Art. 85. - Ninguem poderá, sem permissão da
auctoridade competente, estreitar, fechar ou mudar a
direcção das estradas geraes ou particulares, ainda a
protesto de melhorar ou ençu tal-a. Multa de 20$000 ao infractor
que fica obrigado a repor tudo no antigo estado.
Art. 86. - Ninguem poderá mudar ou fechar qualquer
caminho de outros moradores, sem consentimento destes e licença
da camara que, para concedel a ouvirá os interessados. Multa de
20$000 ao infractor, com obrigação de repor tudo no
antigo estado.
Art. 87. - Ficam prohibidas as porteiras de varas em caminhos
do
sacramento. As porteiras serão faceis de abrir e fechar, e
deverão ter a largura sufficiente para a passagem de carros e
deverão ser collocadas distante das pontes mais de 6 metros. O
infractor será multado em 10$000 e obrigado a removel-a á
sua custa.
Art. 88. - Tod aquelle que fazendo roçado ou derrubada
junto ás estradas e caminhos, derrubar nas mesmas arvores,
troncos ou outra qualquer cousa que impossibilite ou difficulte o
transito e não os remover, será multado em 10$000 e
obrigado a desfazer o obstaculo.
CAPITULO X
Da Policia Preventiva
Art. 89. - Nenhuma casa de negocio, qualquer que seja a sua
denominação, á excepção das boticas,
poderá conservar-se aberta depois do toque de recolher, salvo
nas noites de natal e dias festivos. Multa de 4$000.
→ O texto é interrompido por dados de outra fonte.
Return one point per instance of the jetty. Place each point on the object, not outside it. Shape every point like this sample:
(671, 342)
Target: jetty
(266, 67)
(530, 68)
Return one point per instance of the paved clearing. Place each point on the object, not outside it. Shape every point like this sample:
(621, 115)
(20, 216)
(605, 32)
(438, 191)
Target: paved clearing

Art. 90. - Todo o escravo que, depois do toque de recolher, for
encontrado nas ruas ou dentro das tabernas, sem bilhete de seu senhor
ou de quem suas vezes fizer, será prezo e entregue no outro dia,
a requerimento do seu senhor que pagará a multa de 4$000. O
toque de recolher de que trata o artigo antecedente, será dado
pelo carcereiro ou fiscal, no sino da egreja matriz do seguinte modo:
Nas noites de Janeiro a Julho, será marcado as nove horas, e de
Julho a Dezembro ás 10 horas ficando o carcereiro ou fiscal
obrigado a regular-se pelo relogio da camara, ou outro qualquer que
esteja certo, e quando não cumpram fielmente, serão
multados em 2$000 de cada infracção.
Art. 91. - Aquelles que depois do toque de recolher perturbarem
o socego publico com algazarras e vozerias, nas ruas, praças,
tabernas e casas suspeitas, serão multados em 10$000 e
recolhidos á prisão por 24 horas.
Art. 92. - Ficam prohibidas dentro desta villa as cantorias e
danças conhecidas vulgarmente por batuques, sem preceder
licença da auctoridade policial, sob multa de 10$000 ao dono da
casa, e 4$000 de cada um dos concorrentes. Na reincidencia, além
da multa, soffrerão, o dono da casa quatro dias de
prisão, e os concorrentes 24 horas de prisão.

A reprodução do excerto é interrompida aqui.